En se retournant, elle se trouva toute penaude. Le petit voilier que son fils avait laissé traîner, flottait la quille en l’air, dans l’écume du dernier bain moussant à la mode. Sur le sol, une bouteille de lavande gisait en morceaux et les fenêtres ouvertes laissaient passer un courant d’air frais, qui finissait de la remettre dans la réalité.
Elle s’était endormie pour la ixième fois dans sa baignoire…
Le bonheur est chose fragile.
Notre homme était encore profondément endormi lorsque son réveil sonna, il était 9 heures !
Depuis plusieurs mois, le chômage l’avait réduit à tourner en rond dans un petit studio de vingt mètres carrés. Le confort y était rudimentaire. En dehors du nécessaire pour faire un peu de cuisine, un petit lit à une personne, une table en bois blanc et un vieux fauteuil en rotin élimé, c’était tout ce qu’il avait réussi à conserver. Force de la loi, tout ou presque, lui avait été saisi. Trop de dettes …
Il désespérait de trouver du travail, alors tous les matins, il compulsait les petites annonces du journal local. Comme tous les matins, Il enfila son pantalon et sa chemise, mais resta nu-pied. Il avait pris cette habitude, depuis qu’un voisin, avec qui il avait longuement discuté, lui avait vanté la méthode pour rester en bonne santé !
Ainsi, il se dirigea sans hâte vers la porte d’entrée, la boite à lettre y était encastrée. Avant même de l’ouvrir, il tira le rideau le masquant de la rue, jeta un œil dehors. Un frisson lui parcourut le dos, de la nuque au bas des reins, les voitures étaient recouvertes de givre et des stalactites de glace pendaient des gouttières du voisin. Pas étonnant se dit-il le ciel est bleu !
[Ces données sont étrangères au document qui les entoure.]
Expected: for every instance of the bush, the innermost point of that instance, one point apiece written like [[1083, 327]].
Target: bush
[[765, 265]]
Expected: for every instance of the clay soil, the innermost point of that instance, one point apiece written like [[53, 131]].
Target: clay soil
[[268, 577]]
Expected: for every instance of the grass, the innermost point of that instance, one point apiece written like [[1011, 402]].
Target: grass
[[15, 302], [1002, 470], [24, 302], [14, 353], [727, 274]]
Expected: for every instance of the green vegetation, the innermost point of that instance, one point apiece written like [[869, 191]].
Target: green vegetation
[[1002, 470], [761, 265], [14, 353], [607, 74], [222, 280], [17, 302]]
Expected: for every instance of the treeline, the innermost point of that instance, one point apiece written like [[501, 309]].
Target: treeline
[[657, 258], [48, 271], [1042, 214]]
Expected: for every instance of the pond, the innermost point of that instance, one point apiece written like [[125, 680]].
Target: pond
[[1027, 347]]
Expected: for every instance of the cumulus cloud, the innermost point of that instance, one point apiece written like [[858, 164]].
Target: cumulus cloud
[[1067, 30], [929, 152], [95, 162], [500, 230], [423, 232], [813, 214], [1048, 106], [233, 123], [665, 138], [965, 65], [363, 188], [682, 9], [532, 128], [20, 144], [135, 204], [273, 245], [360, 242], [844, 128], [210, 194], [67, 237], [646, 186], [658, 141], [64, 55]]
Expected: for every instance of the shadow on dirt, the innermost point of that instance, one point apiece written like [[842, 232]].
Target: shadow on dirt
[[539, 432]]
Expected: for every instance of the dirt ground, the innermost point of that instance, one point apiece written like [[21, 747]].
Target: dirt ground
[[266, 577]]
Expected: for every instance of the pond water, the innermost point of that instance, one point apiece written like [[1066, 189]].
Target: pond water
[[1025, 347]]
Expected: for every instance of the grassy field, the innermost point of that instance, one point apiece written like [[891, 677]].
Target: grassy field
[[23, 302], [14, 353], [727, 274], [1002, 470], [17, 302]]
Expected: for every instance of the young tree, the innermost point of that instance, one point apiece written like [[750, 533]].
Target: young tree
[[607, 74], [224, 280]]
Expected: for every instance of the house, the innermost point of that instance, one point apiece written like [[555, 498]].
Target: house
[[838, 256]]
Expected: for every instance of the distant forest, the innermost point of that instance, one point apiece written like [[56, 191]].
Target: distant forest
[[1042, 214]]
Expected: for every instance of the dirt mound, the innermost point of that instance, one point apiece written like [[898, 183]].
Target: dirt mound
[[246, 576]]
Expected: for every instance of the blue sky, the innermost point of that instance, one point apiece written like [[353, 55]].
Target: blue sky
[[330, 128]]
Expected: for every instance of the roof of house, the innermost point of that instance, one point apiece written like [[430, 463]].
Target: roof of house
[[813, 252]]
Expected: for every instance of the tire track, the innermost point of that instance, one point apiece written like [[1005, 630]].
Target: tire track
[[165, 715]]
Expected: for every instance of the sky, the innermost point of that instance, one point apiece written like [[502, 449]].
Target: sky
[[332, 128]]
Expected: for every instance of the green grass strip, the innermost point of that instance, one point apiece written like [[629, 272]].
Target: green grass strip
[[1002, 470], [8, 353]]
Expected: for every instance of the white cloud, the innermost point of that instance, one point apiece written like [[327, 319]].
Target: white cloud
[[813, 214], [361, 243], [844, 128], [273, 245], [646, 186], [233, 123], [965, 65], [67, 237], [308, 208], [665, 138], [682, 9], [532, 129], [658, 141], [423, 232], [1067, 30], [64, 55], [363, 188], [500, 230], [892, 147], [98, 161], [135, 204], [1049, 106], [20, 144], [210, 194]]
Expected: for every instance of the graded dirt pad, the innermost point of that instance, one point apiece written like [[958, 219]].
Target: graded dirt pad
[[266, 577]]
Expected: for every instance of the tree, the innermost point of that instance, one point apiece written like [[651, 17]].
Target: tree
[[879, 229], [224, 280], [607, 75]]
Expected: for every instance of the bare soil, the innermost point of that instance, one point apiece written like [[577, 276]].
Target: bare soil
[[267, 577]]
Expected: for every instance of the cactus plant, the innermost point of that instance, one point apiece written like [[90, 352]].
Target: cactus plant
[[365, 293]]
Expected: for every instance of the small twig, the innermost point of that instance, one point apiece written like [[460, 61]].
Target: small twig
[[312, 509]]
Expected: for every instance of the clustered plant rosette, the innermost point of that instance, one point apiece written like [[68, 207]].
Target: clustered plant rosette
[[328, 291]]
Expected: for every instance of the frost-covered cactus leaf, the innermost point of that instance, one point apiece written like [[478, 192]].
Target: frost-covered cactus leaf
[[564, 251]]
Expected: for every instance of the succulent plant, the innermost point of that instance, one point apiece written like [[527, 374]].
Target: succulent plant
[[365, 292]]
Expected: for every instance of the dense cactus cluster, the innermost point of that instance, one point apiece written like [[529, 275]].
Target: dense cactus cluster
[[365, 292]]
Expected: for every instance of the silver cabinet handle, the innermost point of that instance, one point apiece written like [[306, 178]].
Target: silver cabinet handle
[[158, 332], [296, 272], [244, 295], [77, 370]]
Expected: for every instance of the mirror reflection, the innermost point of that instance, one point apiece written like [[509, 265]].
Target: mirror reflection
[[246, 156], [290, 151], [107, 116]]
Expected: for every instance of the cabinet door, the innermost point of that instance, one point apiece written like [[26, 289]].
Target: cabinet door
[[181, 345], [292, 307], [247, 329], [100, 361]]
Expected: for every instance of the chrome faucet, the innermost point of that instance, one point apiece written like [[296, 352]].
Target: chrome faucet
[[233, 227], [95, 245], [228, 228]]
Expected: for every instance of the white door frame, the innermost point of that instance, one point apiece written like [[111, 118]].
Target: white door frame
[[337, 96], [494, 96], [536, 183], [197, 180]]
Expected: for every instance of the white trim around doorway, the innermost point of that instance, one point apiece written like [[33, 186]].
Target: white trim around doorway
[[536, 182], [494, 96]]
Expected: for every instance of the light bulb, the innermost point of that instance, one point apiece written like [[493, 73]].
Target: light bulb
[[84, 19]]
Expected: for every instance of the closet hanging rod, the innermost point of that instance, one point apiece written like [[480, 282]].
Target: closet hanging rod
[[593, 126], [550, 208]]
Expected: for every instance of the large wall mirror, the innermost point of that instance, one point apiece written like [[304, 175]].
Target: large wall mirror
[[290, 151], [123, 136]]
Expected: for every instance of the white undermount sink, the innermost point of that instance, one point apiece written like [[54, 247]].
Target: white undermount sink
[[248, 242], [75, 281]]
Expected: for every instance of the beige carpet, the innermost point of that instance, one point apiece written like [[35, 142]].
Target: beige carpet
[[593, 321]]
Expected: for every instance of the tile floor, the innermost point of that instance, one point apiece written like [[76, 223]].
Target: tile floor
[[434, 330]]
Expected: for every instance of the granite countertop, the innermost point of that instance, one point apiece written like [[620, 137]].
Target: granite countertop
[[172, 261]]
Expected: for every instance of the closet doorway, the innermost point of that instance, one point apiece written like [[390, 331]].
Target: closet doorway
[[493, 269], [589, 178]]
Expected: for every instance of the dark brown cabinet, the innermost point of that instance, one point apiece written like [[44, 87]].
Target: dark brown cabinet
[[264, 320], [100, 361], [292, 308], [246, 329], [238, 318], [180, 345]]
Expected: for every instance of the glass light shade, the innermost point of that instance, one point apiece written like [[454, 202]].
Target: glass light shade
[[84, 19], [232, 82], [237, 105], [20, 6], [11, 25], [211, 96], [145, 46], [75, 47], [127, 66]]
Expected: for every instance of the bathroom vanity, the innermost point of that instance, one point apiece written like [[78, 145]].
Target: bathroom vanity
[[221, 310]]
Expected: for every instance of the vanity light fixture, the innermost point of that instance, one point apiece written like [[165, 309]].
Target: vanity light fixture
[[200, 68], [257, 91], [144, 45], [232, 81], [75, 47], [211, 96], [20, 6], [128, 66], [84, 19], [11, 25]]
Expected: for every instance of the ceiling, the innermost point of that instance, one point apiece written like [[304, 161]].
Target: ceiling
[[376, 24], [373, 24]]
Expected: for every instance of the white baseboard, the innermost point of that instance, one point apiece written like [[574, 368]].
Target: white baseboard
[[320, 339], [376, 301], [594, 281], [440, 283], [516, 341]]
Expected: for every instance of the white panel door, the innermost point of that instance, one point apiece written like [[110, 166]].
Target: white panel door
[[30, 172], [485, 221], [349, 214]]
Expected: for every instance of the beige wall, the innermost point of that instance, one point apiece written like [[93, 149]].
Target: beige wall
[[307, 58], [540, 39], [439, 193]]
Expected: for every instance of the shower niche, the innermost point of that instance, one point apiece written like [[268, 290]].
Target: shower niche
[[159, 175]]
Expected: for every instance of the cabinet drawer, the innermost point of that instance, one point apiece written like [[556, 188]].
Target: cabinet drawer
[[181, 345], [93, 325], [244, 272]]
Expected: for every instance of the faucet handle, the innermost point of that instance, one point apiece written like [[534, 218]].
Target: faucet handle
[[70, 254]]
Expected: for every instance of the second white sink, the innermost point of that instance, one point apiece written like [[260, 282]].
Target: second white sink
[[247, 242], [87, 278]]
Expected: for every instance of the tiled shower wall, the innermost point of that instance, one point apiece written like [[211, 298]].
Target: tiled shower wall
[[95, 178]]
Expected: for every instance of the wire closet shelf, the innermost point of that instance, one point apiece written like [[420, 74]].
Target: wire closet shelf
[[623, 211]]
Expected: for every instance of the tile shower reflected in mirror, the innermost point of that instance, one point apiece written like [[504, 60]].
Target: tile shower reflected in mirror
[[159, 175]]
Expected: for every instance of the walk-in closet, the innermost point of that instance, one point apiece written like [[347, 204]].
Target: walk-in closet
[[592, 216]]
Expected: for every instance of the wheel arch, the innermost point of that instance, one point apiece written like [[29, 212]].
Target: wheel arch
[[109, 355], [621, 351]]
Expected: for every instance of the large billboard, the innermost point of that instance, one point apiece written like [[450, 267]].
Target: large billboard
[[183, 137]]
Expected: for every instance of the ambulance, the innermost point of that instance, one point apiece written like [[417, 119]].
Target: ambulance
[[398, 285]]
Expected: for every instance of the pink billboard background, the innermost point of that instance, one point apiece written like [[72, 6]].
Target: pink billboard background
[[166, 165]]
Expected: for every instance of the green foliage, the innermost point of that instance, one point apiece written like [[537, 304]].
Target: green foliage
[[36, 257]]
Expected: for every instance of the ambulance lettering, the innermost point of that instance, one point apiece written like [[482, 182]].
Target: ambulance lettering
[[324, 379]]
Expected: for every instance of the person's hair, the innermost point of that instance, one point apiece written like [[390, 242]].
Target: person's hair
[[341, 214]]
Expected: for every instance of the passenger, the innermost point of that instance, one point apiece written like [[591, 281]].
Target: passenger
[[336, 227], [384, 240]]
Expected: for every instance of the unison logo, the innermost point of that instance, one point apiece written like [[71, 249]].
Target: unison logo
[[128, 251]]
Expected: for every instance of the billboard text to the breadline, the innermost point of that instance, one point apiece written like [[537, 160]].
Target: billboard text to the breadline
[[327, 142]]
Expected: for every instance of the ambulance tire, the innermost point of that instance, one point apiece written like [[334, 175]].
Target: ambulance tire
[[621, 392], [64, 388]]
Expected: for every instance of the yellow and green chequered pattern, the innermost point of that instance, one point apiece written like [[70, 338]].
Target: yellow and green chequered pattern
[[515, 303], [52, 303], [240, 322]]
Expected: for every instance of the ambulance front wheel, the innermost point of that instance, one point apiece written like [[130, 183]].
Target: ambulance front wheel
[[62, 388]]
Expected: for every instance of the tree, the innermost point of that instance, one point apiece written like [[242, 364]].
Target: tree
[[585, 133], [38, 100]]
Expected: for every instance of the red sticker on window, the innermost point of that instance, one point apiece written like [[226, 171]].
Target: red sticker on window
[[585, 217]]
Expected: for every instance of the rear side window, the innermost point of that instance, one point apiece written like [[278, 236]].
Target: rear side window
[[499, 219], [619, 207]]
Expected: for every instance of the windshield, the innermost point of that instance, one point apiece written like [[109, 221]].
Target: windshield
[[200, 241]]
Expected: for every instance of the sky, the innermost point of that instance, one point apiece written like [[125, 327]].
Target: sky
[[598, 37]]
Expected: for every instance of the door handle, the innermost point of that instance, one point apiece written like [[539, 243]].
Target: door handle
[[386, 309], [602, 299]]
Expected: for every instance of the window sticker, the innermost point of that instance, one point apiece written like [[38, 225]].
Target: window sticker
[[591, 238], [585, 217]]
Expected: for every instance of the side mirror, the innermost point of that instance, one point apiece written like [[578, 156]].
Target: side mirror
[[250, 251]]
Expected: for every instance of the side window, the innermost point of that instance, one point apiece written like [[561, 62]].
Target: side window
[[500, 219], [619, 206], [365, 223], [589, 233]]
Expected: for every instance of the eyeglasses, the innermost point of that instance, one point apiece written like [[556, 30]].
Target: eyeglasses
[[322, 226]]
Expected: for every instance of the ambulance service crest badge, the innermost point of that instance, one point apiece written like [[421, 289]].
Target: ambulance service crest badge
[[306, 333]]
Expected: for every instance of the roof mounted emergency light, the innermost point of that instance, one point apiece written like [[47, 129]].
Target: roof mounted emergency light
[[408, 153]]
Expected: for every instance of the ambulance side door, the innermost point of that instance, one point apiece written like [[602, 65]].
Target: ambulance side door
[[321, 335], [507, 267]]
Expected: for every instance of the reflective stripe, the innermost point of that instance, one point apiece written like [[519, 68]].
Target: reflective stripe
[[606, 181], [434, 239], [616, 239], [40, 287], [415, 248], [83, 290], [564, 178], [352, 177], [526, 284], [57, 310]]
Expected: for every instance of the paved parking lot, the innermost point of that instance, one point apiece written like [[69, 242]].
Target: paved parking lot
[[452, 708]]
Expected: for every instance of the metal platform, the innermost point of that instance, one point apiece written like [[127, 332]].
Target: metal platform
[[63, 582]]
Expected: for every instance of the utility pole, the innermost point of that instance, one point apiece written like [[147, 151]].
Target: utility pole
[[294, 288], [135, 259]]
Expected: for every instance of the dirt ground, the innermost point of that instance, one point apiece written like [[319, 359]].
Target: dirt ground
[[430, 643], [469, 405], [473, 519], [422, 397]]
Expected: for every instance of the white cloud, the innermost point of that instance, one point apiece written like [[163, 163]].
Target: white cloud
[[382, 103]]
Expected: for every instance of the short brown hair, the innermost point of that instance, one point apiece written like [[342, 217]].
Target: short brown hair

À ce spectacle, il eut un sourire de contentement, il avait fait le bon pronostic ! Si seulement il en était de même pour le boulot. En pensant boulot, il songea qu’il n’avait toujours pas ouvert la boite aux lettres, trop occupé à regarder au dehors. Le journal en main, il alla prendre ses aises dans son fauteuil, levant les jambes à bonne hauteur pour ensuite, les croiser avec décontraction sur la table.
Le 17 de ce mois, ça fera un an qu’il est au chômage ! Il eut beau éplucher toutes les annonces, aucune ne correspondait à son profil ! C’était vrai que « saute-ruisseau » n’était pas une profession très courante ! Arpenter les boulevards, pour aller porter les problèmes au domicile des gens, n’était pas chose facile, mais avec son dernier patron le travail était devenu infernal, il avait toujours la main à son chronomètre et ne cessait de le harceler pour qu’il en fasse plus. Notre homme avait alors donné sa démission, épuisé, lassé de ne livrer que le malheur et les problèmes aux autres. La dernière fois qu’il avait « sévit », c’était à l’encontre d’un type qu’il crut de son âge, il n’avait pas vraiment su, avait-il cherché à savoir d’ailleurs ? Il habitait une pauvre cabane en périphérie de ville. Il semblait vivre avec sa fille, c’était du moins ce qu’il avait supposé, mais la situation inextricable dans laquelle il l’avait trouvé, l’avait laissé pantois. Pourtant il en avait vu d’autres !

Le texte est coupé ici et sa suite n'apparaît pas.